F’tim stared silently for a few seconds. “I’m afraid there is yet another translation problem. What should Bian try to get?”
“Someone who is an expert on your legal system, who will represent her interests and defend her at the trial.”
“There are scholars who analyze important cases throughout history. We’ve even published some of their books. I suppose they are experts. But they don’t defend anyone.”
Rabinowitz started to get a sinking feeling in the pit of her stomach. “How do your trials operate?” she asked very slowly.
“The accused person is brought to an assembly hall. People who have complaints state them and the accused person tries to explain. When everyone who wants to has spoken, a vote is taken and the decision is rendered.”
“Who gets to vote?”
“Anyone who’s there.”
“Good Lord,” Rabinowitz muttered quietly, closing her eyes. “They may look like crabs, but it’s going to be a kangaroo court!”
“So you won’t believe I was just in the neighborhood and decided to drop in?” Detective Hoy asked.
“The Bay is a couple of blocks that way,” Rabinowitz said. “Drop in there.”
“How inhospitable. And just when I came all this way to help you.”
“The way you helped me by dumping this problem in my lap?”
“Excuse me? Who dumped what? I seem to remember a late night ‘life-or-death’ phone call. It’s not my old college chum trying to pervert the morals of an entire planet.”
“Look, I just learned what trials are like on K’tolu’tan and I’m feeling pretty crabby. I’m staging the Scottish play, I’m dreaming Richard III, and now I’ve got to go star in The Merchant of Venice. Not to mention any of my real work, which is hanging in midair while I juggle all the other pieces. I don’t have time to watch you practice your boyish charm.”

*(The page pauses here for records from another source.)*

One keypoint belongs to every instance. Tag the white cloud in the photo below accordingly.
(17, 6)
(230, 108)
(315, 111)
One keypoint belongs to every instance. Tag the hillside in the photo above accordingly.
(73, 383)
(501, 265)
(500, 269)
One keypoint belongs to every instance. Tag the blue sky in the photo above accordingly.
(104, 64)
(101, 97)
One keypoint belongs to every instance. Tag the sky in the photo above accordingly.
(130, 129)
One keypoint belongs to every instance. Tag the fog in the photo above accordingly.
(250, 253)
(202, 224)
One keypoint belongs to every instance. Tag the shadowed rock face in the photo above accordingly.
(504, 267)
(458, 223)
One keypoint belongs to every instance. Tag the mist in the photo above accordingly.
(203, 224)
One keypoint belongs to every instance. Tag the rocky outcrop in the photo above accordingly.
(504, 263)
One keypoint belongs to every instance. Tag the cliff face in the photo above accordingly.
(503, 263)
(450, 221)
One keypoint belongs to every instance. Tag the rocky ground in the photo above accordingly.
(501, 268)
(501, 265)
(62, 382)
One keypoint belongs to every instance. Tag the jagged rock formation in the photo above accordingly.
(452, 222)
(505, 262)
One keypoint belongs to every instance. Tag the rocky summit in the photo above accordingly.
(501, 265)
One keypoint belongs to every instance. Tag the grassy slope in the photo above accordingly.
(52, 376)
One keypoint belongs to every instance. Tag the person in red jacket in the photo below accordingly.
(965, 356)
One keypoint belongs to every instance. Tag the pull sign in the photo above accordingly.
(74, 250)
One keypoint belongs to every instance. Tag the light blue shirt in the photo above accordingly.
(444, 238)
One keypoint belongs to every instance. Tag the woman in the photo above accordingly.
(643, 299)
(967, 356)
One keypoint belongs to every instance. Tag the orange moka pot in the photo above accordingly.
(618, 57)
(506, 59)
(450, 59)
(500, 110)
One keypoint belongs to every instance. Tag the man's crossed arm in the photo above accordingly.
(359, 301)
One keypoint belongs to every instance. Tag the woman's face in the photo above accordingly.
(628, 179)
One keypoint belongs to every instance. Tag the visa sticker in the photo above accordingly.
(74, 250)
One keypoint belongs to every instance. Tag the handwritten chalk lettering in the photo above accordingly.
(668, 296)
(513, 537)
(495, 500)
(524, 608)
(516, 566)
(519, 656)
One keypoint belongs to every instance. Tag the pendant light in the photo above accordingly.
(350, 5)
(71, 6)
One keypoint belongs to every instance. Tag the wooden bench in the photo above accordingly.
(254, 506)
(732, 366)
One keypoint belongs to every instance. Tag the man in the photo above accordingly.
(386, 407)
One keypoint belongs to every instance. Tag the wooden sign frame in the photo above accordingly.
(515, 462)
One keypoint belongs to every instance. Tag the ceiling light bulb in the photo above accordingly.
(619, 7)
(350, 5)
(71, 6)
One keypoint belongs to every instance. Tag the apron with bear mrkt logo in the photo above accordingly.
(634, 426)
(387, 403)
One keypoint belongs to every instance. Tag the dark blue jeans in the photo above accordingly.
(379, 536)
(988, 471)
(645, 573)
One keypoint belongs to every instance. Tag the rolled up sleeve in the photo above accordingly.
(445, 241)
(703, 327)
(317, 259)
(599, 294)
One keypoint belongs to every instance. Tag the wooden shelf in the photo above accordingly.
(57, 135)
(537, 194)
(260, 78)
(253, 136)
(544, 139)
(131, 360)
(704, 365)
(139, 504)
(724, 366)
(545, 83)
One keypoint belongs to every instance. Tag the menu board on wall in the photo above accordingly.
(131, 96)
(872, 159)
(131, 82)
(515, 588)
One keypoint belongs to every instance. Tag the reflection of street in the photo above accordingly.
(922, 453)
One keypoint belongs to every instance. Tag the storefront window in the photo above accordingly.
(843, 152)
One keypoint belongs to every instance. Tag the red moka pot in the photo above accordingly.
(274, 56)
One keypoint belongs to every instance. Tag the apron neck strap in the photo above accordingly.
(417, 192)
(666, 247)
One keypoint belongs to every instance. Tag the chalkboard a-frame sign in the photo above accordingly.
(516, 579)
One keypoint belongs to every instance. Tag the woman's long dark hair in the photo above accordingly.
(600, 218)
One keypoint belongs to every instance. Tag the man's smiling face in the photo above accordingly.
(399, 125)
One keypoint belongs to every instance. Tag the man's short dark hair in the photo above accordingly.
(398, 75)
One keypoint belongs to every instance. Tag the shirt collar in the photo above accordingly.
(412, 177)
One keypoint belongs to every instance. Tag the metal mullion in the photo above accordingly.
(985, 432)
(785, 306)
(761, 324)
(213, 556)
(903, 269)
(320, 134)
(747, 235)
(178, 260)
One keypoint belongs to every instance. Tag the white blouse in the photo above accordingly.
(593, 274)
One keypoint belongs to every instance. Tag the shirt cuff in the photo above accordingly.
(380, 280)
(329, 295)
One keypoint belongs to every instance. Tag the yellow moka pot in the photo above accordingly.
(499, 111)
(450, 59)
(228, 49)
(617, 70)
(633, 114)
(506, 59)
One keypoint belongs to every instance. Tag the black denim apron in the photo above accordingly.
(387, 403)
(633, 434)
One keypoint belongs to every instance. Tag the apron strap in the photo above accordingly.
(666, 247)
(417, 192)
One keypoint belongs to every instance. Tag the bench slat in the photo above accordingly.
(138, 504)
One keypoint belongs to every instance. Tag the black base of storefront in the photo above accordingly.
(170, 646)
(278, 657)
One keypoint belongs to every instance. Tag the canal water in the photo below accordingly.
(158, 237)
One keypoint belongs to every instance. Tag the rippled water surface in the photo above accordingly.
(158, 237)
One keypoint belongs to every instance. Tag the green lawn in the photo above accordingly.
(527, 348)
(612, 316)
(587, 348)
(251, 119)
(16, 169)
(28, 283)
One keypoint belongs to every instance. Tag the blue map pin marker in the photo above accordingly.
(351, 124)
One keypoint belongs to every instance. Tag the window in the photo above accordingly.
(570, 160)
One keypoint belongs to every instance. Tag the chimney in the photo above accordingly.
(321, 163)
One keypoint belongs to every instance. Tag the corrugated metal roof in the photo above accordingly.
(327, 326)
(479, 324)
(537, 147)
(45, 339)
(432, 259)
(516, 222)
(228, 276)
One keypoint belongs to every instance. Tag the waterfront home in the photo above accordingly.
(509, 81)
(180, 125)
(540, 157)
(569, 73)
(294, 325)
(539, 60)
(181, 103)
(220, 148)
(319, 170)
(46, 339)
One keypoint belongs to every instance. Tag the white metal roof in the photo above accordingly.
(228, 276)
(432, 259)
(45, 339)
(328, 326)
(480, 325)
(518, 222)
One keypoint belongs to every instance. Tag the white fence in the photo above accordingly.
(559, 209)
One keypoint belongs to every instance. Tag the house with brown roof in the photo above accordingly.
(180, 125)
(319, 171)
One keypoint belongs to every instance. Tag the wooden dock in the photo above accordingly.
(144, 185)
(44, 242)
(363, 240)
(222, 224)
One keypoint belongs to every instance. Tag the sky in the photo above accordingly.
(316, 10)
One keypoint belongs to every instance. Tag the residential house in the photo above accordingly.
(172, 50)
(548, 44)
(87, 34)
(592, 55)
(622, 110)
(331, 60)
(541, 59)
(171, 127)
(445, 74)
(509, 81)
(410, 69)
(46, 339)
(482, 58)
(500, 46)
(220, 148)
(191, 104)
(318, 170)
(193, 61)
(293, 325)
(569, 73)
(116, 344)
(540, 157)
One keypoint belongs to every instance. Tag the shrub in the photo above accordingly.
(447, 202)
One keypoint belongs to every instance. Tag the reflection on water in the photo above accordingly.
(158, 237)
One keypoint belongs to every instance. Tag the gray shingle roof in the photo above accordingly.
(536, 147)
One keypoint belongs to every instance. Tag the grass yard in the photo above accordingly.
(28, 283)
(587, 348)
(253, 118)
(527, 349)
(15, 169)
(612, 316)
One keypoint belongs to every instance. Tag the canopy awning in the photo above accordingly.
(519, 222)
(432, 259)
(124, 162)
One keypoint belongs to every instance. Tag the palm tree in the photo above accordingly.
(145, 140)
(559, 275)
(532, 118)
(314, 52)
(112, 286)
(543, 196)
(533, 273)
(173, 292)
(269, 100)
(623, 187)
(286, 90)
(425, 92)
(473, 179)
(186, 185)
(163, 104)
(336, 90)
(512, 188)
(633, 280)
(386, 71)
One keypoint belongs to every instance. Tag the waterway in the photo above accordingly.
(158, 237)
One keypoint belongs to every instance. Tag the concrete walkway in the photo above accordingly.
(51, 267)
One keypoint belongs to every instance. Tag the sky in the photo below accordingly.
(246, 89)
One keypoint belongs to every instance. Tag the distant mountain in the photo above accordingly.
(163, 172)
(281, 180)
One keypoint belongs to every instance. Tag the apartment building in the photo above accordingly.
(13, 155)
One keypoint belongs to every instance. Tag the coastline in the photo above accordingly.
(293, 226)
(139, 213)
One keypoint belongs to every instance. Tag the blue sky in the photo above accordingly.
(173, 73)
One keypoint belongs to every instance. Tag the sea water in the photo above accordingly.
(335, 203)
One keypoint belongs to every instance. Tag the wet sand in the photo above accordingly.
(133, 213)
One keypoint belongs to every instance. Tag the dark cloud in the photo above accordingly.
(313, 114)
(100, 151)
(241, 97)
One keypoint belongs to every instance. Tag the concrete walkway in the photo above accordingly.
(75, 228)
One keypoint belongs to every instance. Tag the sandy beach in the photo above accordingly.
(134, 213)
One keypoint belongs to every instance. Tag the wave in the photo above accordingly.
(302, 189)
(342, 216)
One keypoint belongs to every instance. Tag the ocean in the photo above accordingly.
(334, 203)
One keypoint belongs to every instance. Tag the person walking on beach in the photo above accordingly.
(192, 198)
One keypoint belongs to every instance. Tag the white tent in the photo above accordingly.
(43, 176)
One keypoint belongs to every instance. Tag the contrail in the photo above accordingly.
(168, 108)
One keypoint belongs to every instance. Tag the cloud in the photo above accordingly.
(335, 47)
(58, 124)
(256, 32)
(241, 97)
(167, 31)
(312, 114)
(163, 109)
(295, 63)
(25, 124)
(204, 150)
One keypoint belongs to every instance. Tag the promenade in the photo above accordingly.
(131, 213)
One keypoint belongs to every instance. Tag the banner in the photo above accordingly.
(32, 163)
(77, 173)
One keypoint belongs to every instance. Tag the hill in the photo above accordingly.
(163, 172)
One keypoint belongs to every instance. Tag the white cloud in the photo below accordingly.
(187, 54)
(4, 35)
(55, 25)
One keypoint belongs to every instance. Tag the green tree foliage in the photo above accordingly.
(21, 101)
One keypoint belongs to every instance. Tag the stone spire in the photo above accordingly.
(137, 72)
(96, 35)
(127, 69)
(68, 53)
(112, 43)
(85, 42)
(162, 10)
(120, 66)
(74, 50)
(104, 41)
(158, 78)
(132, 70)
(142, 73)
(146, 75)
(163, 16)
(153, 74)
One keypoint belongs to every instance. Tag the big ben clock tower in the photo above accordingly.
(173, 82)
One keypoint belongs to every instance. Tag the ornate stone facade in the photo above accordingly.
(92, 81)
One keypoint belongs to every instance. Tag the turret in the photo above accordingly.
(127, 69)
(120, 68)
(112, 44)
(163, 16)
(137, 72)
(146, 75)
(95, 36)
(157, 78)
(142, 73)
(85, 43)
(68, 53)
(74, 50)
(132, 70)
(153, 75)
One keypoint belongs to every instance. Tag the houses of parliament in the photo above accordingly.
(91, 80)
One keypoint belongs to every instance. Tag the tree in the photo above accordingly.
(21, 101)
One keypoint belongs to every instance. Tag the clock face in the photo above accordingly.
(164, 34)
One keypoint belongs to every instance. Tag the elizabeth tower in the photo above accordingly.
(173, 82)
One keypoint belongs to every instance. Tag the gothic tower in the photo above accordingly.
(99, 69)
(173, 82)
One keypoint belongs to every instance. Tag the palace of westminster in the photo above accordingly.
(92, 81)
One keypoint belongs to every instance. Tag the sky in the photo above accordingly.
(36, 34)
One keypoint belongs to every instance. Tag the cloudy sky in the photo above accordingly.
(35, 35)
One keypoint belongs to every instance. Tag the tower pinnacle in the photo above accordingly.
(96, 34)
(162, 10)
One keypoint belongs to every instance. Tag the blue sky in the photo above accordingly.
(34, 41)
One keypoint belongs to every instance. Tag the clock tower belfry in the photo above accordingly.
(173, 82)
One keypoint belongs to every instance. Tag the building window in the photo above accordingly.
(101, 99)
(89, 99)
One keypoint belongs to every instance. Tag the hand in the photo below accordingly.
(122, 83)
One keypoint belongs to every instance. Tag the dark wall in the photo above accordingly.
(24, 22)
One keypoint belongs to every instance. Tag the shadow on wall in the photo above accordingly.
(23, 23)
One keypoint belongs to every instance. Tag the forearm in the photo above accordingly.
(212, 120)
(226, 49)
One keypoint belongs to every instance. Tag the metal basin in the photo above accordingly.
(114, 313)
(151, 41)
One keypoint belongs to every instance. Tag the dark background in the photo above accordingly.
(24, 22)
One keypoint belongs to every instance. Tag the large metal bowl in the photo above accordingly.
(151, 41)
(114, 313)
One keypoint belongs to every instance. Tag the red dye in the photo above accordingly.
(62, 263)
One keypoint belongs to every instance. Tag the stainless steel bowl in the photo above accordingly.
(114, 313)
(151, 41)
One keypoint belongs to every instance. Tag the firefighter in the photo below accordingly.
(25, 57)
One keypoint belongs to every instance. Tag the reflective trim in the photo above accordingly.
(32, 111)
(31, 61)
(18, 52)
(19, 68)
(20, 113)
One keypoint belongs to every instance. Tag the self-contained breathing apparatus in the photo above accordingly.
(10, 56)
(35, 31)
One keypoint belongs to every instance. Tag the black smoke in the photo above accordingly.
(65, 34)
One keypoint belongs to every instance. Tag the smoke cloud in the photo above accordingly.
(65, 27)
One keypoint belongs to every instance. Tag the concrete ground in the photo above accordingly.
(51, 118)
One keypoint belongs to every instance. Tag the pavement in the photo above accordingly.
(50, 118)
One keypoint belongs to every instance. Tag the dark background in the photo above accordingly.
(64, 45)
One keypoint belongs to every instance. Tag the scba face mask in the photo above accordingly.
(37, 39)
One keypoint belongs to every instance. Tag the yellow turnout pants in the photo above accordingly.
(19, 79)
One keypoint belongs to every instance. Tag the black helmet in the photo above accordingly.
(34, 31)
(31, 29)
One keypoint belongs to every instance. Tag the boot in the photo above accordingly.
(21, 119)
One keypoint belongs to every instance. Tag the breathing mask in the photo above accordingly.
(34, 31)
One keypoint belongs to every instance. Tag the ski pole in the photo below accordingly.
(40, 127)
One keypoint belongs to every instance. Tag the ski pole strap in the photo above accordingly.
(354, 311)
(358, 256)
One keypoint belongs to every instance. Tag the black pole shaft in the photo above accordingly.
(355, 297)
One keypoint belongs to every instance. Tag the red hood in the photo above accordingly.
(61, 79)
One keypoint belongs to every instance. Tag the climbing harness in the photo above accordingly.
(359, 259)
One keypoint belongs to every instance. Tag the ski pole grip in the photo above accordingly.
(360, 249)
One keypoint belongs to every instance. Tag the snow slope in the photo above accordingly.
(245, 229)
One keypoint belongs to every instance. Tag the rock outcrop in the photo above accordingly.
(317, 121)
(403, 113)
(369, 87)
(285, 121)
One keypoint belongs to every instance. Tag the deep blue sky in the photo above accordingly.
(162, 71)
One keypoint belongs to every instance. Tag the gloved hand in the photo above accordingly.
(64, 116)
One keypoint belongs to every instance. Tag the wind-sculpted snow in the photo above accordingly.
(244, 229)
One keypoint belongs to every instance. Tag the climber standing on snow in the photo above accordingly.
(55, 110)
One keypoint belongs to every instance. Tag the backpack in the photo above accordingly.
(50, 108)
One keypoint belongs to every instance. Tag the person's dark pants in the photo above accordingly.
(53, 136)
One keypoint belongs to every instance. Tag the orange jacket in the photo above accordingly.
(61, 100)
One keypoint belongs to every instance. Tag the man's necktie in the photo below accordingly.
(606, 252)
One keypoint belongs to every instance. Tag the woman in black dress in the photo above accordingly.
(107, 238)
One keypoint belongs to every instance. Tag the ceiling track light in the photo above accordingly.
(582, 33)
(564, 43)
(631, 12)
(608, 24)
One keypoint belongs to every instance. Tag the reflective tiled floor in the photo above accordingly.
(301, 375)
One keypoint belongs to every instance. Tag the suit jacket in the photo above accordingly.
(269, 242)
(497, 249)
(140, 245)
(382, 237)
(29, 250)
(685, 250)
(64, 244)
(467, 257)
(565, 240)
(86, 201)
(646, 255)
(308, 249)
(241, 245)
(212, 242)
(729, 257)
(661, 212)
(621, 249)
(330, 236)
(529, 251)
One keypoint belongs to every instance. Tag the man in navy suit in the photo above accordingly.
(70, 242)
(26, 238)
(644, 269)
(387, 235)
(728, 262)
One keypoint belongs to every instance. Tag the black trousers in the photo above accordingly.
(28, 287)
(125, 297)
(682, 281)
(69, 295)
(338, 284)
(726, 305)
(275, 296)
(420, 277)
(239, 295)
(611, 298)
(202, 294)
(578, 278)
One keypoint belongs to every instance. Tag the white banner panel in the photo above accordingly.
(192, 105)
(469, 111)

“Not even if I brought you something to help you?”
“Like a notarized confession from P’tar’houn-Hoc’s killer?”
“Maybe as good.” He took a paper from his jacket pocket. “This is the rental slip for the robot that attacked you the night of what’s-his-name’s murder. It was paid for from the account of someone named K’anal’orb. I understand he’s a high-soaring preacher or something.”
“Do the authorities on K’tolu’tan know about this?”